It has released a report, ‘Decarbonising India: Charting a pathway for sustainable growth,’ that presents an in-dept analysis of the opportunities and mechanisms to decarbonise the five sectors that contribute to around 70 percent of India’s overall emissions — power, steel, transportation, cement and agriculture.
“This will be a decisive decade. With intentional action, India can accelerate decarbonisation at scale while pursuing economic growth," the report stated.
Despite India’s low per capita emission, it is the third-largest emitter globally. “Though India’s emissions stand at 1.8 tonne carbon dioxide per capita, versus 14.7 for the US & 7.6 for China, it is still the world’s third largest emitter at 2.9 GtCO2e (4.9 percent of annual global emissions) and would need to play a critical role in the global war on climate change," McKinsey & Co said.

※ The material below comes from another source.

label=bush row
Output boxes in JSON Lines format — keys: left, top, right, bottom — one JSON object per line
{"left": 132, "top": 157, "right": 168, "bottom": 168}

“Our ‘Decarbonising India’ report shows that the benefits of a well-planned, orderly, accelerated transition would outweigh the downsides, given India’s growth outlook. But it would require the nation to act within this decade, using its growth momentum to build India right for the decades thereafter. While actions needed are challenging, most of them are economically viable, and hence the journey is doable," said Rajat Gupta, Senior Partner and Asia leader of the Sustainability Practice, McKinsey & Company, and coauthor of the report.
“The risk of a disorderly transition is high, given the impact of global economic fluctuations. Achieving the necessary technological breakthroughs to reduce emissions in hard-to-abate sectors, and accelerating their progress to market, would require consistent public and private investment. It would also require greater willingness among business leaders and policy makers to adopt new technologies and business practices," said Naveen Unni, Partner and India leader of the Sustainability practice, McKinsey & Company, and co-author of the report.
Accelerating India’s decarbonisation: 10 actions for consideration
1) Lay out a detailed medium-term (5, 15, 25-year) decarbonisation plan with sector-specific priorities and policy frameworks that provide the demand signals and a steady hand, allowing corporates to invest with a clear path in sight.
2) Accelerate implementation of Compliance Carbon Markets (within three years) which would create demand signals to accelerate decarbonisation especially in hard-to-abate sectors and incentivise investments in NCS and newer technologies like CCUS.
3) Enable banks to support the transition catalysed by a green transition bank. Banks can be asked to come up with their investment glide paths and build the necessary capability to assess risks in the new spaces.
4) Accelerate adoption of renewables in the power sector to quadruple capacity addition and deepen market reforms with a 30-year outlook in a manner that ensures a stable grid fed predominantly by infirm power (from wind and solar).
5) Empower a nodal authority to define a national land-use plan, lay clear land-use guidelines for optimised use across urbanisation, industrial needs, carbon sinks, agriculture, and renewables.
6) Create resilient indigenous manufacturing capability and increase investment in cleantech R&D in areas like batteries, EVs, solar panels and electrolysers.
7) Evaluate five Carbon Capture and Storage (CCS) hubs in Gujarat (Jamnagar), Odisha (Paradeep), Rajasthan (Barmer), Maharashtra (Pune) and Andhra Pradesh (Vizag) potentially in public-private partnership to utilise and store captured carbon. These hub locations are within 500km of 70 percent of India’s point-source emissions. The captured carbon can be transported through pipelines to existing oil fields for storage.
8) Create a national circularity mission with recycling hubs in top 20 Indian cities (contributing 35% of municipal solid waste), mandated targets on recycling rates, recycled raw material use (e.g., blending norms) and landfill levies. This needs enforcement of existing and upcoming Extended Producer Responsibility (EPR) regulations along with demand signals for recycled products (e.g., through carbon pricing on emission-heavy virgin raw-material).
9) Enhance the National Hydrogen Mission by creating stronger demand signals and expanding the use of green hydrogen in hard-to-abate sectors like steel. India could also benefit from faster evolution of carbon prices in other geographies and become an exporter of green hydrogen embedded products in the short term.
10) Companies can aim to play on the front foot, evaluating investment opportunities that these green trends will unlock, aligned with India’s national plans or opportunities opened by decarbonisation of other countries (e.g., green hydrogen derivative exports). Companies would need to focus reallocate capital, reskill their people and engage with the government.